Seyfarth Synopsis: A new Work Permit Policy (Policy) is being implemented in China. The Policy had been initially implemented, from October 2016 to March 2017, through a pilot program in a number of regions including Shanghai, Beijing, Tianjin, and Shenzhen. Nationwide implementation of the Policy commenced on April 1, 2017.
The Policy consists of two main features: (1) expats working in China will now be issued a single multipurpose “Work Permit”, and (2) expats will be categorized into three different groups that will now affect how easy it is for them to get a Work Permit.
Multipurpose Work Permit
Expat workers in China were classified previously as either (i) foreign employees eligible for an “Employment Permit,” or (ii) foreign employees eligible for an “Expert Permit.” These two permits are now combined into one “Work Permit” that will be assigned to foreign applicants through the issuance of identification (ID) cards with unique ID numbers. Each ID card will belong to one foreign individual for life. Foreign employees with existing work permits may elect to maintain their existing permits until their expiration dates or may convert them to new Work Permits.
Shanghai, assuming a leading role in the Policy, issued its first Work Permit to a faculty member of the SJTU-ParisTech Elite Institute of Technology at Shanghai Jiaotong University in November 2016.
Since the full implementation of the unified application across the country on April 1, the new multipurpose Work Permit Policy has been well received and instituted in more than ten provinces of China.
3-Tier Classification System
Under the Policy, foreign applicants will be divided into three categories based on a scoring system. Credits will be assigned to applicants for Work Permits based on their education, background, salary level, age, time spent working in China, and Chinese language fluency. Many cities now operating under the Policy have issued local standards for the scoring system.

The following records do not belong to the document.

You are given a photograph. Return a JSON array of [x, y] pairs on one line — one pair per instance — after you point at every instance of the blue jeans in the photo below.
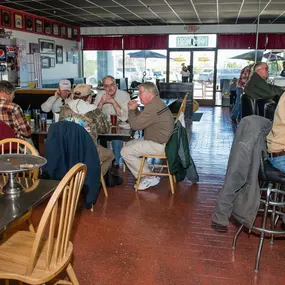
[[117, 145], [236, 114], [278, 162]]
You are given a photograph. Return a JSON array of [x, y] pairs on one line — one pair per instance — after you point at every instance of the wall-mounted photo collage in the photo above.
[[18, 20]]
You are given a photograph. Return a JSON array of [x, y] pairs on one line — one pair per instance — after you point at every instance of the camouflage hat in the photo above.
[[82, 90]]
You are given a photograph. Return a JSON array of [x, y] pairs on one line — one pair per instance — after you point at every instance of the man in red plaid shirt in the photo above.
[[11, 113]]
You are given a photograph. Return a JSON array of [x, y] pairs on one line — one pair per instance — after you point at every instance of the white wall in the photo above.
[[65, 70], [180, 29]]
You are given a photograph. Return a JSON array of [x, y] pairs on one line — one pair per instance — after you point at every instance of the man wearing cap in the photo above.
[[11, 113], [80, 111], [113, 101], [61, 97]]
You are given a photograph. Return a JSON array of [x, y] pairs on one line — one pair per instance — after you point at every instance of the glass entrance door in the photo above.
[[178, 59], [201, 65], [203, 74]]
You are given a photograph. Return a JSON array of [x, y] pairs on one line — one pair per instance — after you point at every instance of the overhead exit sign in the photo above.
[[192, 41]]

Category A applies to foreign high-end talent, such as expats selected by China’s talent-import plan, expats with internationally recognized awards, leading figures in the science and technology industry, and successful entrepreneurs. There is no limit to the number of expats in this category who may receive Work Permits.
Category B applies to foreign professionals. Examples include workers who hold a bachelor’s (or higher) degree and have two years of full time experience related to the work to be performed. The number of expats in this category who may receive Work Permits will vary depending on market demand.

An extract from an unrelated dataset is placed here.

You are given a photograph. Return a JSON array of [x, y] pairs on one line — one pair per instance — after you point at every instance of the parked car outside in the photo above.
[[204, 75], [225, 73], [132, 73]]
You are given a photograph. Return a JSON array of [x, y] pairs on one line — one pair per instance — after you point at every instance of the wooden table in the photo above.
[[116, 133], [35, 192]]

Category C applies to the remaining types of foreign workers, who are typically non-technical or service workers hired on a temporary or seasonal basis. The number of expats in this category who may receive Work Permits is significantly restricted and subject to a quota.

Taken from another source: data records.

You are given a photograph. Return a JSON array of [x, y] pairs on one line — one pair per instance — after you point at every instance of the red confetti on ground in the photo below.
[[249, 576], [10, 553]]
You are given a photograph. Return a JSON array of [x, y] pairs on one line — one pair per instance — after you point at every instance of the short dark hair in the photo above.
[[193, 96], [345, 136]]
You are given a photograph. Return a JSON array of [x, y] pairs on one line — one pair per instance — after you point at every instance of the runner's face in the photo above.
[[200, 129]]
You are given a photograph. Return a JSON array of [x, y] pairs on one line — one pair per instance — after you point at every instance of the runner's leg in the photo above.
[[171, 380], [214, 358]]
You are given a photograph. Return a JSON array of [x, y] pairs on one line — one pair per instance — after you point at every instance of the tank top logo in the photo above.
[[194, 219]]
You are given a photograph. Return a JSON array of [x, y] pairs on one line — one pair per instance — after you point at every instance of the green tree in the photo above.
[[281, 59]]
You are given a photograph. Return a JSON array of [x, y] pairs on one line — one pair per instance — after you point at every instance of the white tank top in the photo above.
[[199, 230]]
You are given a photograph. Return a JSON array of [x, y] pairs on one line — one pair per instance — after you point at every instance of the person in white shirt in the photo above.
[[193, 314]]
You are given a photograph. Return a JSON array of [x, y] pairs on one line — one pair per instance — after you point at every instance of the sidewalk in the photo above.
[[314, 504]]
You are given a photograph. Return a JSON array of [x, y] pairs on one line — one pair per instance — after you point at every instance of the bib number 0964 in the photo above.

Implications for Multinational Employers
The Policy aims to both streamline current administrative procedures and attract high-end foreign talent to China. Expats whose skills are urgently needed in Chinese labor markets are being encouraged to work in China through the now less restrictive permitting process and easier application protocols.
Multinational employers should note that the Policy is early in the implementation process. Employers should pay close attention to the changing application rules and procedures, and be mindful that when hiring foreign workers in different parts of China the rules will be different.